Am Strand von Pesaro wird die Hochsaison vorbereitet. 

Man glaubt es nicht, endlich Sonne. Okay Abendsonne, aber Sonne. Wir haben ein Hotel direkt am Strand in Pesaro gebucht, der Partnerstadt von Wolfsburg. Wir sind etwas enttäuscht, weder im Internet noch an den Straßen finden wir einen Hinweis auf Wolfsburg. (Unten sind weitere Fotos zu finden.)

Im Hotel werden wir in perfektem Deutsch empfangen. Das ermuntert uns, nach Wolfsburg zu fragen. Ja, ja hier in diesem Hotel übernachten regelmäßig die Wolfsburger Triathleten, wird uns berichtet.
Bevor zu viel Heimatgefühl aufkommt, gehen wir mal an den Strand und zumindest unsere Füße erleben den ersten direkten Kontakt mit dem Mittelmeer.
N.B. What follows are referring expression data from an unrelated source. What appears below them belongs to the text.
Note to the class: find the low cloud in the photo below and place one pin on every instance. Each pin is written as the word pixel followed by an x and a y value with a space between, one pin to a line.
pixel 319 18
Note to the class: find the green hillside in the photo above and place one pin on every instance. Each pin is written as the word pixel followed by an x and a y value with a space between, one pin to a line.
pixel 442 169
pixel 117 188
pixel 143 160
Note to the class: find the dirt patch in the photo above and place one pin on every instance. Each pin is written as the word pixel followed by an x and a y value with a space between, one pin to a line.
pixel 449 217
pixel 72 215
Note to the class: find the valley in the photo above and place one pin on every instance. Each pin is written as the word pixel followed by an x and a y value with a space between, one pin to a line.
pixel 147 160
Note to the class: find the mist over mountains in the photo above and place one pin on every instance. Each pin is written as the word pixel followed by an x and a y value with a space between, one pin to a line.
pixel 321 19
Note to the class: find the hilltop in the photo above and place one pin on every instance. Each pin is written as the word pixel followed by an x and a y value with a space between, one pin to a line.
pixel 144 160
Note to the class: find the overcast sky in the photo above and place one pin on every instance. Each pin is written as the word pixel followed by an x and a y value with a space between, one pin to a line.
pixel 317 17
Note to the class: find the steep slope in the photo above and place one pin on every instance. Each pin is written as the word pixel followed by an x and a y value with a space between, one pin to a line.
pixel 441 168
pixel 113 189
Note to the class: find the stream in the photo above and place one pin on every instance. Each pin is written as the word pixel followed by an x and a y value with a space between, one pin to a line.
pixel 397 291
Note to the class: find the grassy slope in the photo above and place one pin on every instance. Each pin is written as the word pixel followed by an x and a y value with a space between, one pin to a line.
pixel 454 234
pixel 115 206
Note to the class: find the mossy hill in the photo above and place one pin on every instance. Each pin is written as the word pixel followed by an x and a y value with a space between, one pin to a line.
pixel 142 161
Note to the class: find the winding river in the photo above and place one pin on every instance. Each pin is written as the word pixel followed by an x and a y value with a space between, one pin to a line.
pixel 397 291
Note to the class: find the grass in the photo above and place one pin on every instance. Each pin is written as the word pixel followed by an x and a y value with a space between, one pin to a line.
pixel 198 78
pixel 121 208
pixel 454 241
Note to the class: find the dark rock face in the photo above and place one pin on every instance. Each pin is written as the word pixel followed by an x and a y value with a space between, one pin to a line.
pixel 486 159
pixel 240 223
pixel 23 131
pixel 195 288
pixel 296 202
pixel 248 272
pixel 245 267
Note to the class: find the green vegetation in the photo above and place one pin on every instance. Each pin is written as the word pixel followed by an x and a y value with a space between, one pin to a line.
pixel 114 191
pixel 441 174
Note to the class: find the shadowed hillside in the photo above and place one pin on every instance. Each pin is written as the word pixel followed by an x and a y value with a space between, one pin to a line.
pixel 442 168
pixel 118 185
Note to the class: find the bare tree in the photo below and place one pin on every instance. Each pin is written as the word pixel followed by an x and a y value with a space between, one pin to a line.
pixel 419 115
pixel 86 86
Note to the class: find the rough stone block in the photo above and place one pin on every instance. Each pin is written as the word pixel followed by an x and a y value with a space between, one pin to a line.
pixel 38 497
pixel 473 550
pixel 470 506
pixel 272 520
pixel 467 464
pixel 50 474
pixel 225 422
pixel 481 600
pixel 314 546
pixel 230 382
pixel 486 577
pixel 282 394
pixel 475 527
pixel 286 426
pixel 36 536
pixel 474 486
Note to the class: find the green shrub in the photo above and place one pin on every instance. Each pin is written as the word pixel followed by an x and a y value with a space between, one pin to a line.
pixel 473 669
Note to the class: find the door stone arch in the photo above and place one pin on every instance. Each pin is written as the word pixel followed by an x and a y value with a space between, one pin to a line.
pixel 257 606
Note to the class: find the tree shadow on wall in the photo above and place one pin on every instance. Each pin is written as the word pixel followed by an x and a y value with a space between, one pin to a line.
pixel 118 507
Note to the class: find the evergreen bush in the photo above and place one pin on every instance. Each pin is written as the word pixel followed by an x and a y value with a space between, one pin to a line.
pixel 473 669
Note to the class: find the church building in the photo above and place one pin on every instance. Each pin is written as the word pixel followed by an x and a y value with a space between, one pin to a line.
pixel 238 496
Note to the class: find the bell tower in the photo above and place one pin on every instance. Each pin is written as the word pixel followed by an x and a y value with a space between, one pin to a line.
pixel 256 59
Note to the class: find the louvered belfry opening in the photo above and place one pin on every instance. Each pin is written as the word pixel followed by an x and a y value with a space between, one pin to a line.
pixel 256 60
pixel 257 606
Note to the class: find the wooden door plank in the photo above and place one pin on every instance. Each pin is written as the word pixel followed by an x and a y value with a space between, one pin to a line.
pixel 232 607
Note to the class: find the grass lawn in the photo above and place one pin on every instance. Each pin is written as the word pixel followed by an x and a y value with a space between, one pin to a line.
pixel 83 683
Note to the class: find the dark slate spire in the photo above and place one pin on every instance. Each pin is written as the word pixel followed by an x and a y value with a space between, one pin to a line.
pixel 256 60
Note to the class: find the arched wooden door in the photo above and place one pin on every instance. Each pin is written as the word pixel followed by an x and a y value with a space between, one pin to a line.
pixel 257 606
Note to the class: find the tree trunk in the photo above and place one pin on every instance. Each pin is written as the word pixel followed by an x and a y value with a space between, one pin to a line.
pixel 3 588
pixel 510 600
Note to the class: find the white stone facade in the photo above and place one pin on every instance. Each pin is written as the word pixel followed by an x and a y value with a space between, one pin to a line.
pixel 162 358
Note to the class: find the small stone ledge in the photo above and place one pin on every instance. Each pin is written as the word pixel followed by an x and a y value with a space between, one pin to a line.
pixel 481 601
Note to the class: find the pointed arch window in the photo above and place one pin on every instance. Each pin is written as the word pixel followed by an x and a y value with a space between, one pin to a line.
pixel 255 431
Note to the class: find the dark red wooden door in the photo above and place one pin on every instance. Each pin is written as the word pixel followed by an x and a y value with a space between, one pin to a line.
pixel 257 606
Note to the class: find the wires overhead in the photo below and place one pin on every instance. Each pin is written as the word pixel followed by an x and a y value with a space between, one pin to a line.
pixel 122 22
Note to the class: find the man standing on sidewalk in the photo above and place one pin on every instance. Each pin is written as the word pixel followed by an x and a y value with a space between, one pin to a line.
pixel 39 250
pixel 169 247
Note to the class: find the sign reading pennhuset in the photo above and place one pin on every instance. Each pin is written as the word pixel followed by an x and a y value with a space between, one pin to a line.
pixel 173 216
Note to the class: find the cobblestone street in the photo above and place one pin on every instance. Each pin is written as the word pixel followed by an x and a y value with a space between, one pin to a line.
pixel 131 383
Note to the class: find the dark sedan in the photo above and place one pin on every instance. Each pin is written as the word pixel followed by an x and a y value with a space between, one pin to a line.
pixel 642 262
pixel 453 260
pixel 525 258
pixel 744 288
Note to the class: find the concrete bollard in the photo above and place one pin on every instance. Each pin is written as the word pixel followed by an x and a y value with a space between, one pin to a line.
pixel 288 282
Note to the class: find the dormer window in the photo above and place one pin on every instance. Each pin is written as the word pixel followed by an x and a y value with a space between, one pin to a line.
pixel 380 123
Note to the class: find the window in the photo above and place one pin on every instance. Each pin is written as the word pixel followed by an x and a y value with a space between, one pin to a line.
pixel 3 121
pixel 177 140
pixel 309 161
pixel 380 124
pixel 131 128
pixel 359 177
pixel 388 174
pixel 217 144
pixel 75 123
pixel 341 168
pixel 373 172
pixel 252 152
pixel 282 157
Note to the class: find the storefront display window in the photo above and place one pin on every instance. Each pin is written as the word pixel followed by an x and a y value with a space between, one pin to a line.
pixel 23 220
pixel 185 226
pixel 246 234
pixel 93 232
Am Strand werden gefühlte 20 000 bis 30 000 Liegestühle und Sonnenschirme in Reih und Glied aufgebaut. Der Strand gefällt uns gut, aber wohl nicht in der Hauptsaison. Der alte Begriff „Teutonengrill“ fällt uns ein.
Die Altstadt mit tollen Geschäften und Restaurants ist hingegen ganzjährig einen Besuch wert. Wir finden in einer netten Osteria einen Platz und genießen leckere hausgemachte Pasta. Preis inklusive Wein 39,10 Euro. 90 Cent Trinkgeld erscheint mir zu wenig. In hervorragender Urlaubslaune gebe ich also 45 Euro, die ich passend habe und bedeute der Kellnerin mit einer freundlichen Geste, dass ich kein Wechselgeld zurück haben möchte. Und sehe schon auf der Stirn vom Urlaubspaul, dass es Diskussionsbedarf gibt.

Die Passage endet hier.